The following has been edited for length and clarity.
Palmer: It's easy for hospital leaders and administrators to make that mistake, but a project of this magnitude impacts the facility's culture and daily workflows in equal measure. The system touches every function in the hospital and must meet very diverse needs, so it simply can't happen in a vacuum.
Collaboration and change management are crucial as you work to overhaul your EHR. Depending on where you're starting from—transitioning from paper or improving fragmented processes—teams just want familiarity, and they often struggle to adapt. Involving staff members from the beginning accounts for their needs, so they don't feel compelled to force old workflows into a new system. The challenge, of course, is that chief nursing officers and clinicians simply don't have enough time in the day. They're too busy seeing patients and handling other responsibilities to fully commit to an implementation project.
That's why you need a clear, structured communication process. Ask for input across roles to understand workflow challenges and desired improvements. Involve end users in product demos to gather opinions about potential EHRs. Host prelaunch town halls across shifts so nurses, social workers, and staff in all roles can ask questions and stay informed. And don't forget the cultural nuances that can make or break adoption—things like integrating translation capabilities to break down language barriers between staff and patients, or building the EHR to accommodate diverse clinical approaches for clinicians trained around the world. These small details can have an outsized impact on long-term adoption.
Palmer: Despite their best intentions, many hospitals focus on the wrong priorities once implementations get underway. Clinical, pharmacy, integration, and administration teams end up planning in silos, solving problems for the squeakiest wheel. The problem is that making decisions that benefit one team can actively harm processes for others, and those downstream effects don't always surface until it's too late to course-correct easily.

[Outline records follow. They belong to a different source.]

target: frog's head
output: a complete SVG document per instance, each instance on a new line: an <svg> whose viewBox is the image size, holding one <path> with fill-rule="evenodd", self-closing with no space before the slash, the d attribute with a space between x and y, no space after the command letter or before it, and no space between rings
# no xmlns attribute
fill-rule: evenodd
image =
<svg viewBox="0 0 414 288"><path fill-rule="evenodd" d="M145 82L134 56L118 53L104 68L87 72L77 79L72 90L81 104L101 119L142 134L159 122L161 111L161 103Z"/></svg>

The fix is to rethink the approach entirely by asking all end users what they truly need. Involving clinical stakeholders throughout the project helps you take their temperature as you progress and informs necessary changes along the way. Two steps make a real difference here: First, establish a multidisciplinary steering committee early on to prevent project management from becoming siloed. Second, hold regular meetings where teams share decision logs, discuss dependencies, and align timelines. This prevents bottlenecks from forming across regulatory, clinical, and build teams—bottlenecks that can quietly derail a project that looks fine on paper.
The goal is to build a solution that works within your broader hospital culture, not just one that satisfies the loudest voices in the room.
Palmer: The stakes are arguably higher after a new system debuts than before it. Go-live is a pressure test for end users who finally get to use the technology and see its real-world value, and the trajectory of the implementation is very much in the hands of clinical leadership at that point. The best opportunity you have to ensure success is postlaunch follow-up, and a lot of hospitals don't invest enough in it.
Between navigating a new EHR platform and acclimating to workflow changes, staff are dealing with significant learning curves. Creating structured feedback loops at specific benchmarks is essential for identifying issues early and ensuring smooth workflows.
In months one through three, conduct post-go-live surveys and town halls to collect feedback and identify recurring problems—things like workflows that require too many clicks or features that aren't serving anyone. Through month six, keep the multidisciplinary steering committee active and leverage that user feedback to drive post-go-live optimization, manage changes, and address broken processes before they become entrenched habits.
Ultimately, a successful EHR implementation is defined by how your hospital's culture adapts to the new reality. By making the build process inclusive and centering the solution on end users, you can mitigate staff frustration and realize your software's full potential. Empower your staff, and you empower every facet of patient care.